“你知道,他不能進祖墳.....別人告訴我,讓我在河堤附近隨便找個被雨水衝出的狼窩,然後裝編織袋裡就這麼隨便埋了,可我實在做不到,我做不到......嗚嗚嗚......”楊栓成捂著臉嗚嗚的痛哭起來。
金桃想繼續嘲諷楊栓成的話就這麼噎在嗓子裡,她沒想到,自己這個所謂的父親,會在自己這個被拋棄了的西女兒面前哭的像個孩子。

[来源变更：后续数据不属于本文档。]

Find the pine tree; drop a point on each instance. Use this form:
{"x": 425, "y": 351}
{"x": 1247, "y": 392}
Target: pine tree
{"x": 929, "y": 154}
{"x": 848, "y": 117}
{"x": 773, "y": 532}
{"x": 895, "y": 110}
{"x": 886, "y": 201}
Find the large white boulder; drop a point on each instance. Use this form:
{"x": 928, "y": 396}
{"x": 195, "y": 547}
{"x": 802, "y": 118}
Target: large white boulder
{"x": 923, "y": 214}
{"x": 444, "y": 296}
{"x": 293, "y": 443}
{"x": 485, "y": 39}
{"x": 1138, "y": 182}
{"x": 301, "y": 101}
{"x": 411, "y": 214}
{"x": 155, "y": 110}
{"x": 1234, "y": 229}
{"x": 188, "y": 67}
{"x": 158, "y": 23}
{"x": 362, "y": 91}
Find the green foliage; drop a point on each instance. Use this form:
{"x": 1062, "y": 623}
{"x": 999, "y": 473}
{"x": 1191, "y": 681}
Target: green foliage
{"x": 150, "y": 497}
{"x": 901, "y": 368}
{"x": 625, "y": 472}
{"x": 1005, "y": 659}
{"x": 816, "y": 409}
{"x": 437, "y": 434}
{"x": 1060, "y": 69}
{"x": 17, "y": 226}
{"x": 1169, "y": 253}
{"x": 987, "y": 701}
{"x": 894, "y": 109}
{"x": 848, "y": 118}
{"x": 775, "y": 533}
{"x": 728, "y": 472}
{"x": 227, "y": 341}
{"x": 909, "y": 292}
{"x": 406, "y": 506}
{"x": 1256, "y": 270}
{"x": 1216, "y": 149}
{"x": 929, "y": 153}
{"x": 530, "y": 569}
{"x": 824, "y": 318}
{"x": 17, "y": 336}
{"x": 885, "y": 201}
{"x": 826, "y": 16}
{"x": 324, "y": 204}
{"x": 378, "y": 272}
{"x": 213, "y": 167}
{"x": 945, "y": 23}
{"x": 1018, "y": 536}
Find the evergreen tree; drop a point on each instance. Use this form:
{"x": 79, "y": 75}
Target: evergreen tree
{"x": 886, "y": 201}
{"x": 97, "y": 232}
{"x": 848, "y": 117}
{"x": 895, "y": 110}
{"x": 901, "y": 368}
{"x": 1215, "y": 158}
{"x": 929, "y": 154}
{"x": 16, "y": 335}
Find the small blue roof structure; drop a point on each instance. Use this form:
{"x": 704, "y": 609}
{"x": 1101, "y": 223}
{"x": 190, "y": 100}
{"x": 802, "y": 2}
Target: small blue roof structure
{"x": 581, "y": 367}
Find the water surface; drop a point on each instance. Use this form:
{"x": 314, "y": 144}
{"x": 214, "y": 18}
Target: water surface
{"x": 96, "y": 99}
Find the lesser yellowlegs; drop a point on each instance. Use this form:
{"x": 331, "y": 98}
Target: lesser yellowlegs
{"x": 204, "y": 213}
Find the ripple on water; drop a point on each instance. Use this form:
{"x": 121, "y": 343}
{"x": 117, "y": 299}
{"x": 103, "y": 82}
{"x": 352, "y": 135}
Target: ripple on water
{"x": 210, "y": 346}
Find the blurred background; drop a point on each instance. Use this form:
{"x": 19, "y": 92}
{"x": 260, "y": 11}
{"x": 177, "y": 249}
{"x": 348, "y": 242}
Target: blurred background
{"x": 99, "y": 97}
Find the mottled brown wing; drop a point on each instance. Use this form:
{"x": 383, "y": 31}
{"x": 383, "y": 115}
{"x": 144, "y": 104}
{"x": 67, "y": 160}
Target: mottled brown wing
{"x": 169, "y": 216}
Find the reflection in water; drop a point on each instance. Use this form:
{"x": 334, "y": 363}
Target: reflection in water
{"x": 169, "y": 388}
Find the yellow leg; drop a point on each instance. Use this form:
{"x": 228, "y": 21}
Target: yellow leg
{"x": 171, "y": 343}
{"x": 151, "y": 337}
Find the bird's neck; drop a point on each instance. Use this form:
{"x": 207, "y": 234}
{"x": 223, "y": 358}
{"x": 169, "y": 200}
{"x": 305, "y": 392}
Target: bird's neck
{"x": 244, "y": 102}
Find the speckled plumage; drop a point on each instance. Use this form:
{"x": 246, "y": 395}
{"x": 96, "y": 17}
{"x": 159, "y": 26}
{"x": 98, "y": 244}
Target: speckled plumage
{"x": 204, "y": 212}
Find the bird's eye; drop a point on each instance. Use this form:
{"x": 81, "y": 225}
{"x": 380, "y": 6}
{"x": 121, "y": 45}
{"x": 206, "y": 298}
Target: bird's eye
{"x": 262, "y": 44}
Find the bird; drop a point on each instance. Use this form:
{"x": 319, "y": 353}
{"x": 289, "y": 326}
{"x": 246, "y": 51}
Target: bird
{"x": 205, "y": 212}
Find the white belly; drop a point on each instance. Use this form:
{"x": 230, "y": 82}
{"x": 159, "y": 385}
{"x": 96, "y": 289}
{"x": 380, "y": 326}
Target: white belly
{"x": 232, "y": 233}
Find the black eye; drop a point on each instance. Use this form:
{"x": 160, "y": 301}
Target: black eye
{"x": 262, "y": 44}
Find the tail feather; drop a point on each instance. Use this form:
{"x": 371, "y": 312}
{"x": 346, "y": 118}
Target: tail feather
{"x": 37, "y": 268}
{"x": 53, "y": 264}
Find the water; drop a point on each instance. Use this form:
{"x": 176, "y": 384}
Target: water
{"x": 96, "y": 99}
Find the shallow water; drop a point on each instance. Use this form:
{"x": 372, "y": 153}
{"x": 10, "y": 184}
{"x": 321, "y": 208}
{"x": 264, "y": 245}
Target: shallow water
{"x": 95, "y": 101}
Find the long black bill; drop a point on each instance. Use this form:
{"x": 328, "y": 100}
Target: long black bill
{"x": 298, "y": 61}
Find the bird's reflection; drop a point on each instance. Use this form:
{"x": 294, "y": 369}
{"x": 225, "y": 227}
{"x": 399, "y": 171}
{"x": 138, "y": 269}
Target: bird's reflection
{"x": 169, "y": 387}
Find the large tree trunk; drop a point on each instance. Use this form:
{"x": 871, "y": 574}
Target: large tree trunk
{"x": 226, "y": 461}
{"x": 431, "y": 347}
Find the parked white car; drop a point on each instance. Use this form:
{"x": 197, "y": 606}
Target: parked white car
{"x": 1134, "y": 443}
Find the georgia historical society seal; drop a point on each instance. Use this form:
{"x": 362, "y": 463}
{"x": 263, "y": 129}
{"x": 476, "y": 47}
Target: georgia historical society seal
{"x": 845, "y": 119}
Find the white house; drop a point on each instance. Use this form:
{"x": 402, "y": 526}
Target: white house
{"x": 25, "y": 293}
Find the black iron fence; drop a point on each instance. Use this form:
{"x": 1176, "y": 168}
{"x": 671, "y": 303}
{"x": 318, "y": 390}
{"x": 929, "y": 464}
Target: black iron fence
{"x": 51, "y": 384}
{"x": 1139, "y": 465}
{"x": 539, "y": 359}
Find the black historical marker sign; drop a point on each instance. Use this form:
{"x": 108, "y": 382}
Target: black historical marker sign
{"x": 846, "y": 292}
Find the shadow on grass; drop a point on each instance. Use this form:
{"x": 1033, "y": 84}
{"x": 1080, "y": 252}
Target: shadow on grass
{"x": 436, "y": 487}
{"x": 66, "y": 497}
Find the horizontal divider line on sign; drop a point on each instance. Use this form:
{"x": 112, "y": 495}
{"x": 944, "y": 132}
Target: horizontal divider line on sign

藉著這個動作,金桃也看到了楊栓成的頭頂,似乎是新增了一大圈白。
一夜白頭,這竟然是真實存在的。
或許在楊栓成心裡,他是實實在在的愛著自己這個兒子的,只是人活著的時候沒察覺到。
“他喜歡水也喜歡樹......我知道他想去哪裡。”金桃終究還是給出了建議。
記得當初自己埋葬大黃的時候,金虎曾經跟著幫忙,那個時候這孩子就笑嘻嘻的說過。
那地方風景好,說不定大黃的靈魂晚上會鑽出來散步,無人打擾。
當時只覺得這話臭屁又無聊,但金桃此刻希望是真的。
既然註定了不能進祖墳,那與其孤零零的做孤魂野鬼,還不如去和大黃作伴。
人家說黃泉路上,厲鬼都怕狗,她會燒紙去拜託大黃照顧一下金虎。
金桃語氣頓了頓,把那位置說了出來,楊栓成二話沒說就答應了。
“我這就去通知挖坑的,就按照你說的地方弄......那還真是個不錯的地方。”楊栓成嘟囔著,雙手撐住地面站起來,一首唸叨著朝外走去。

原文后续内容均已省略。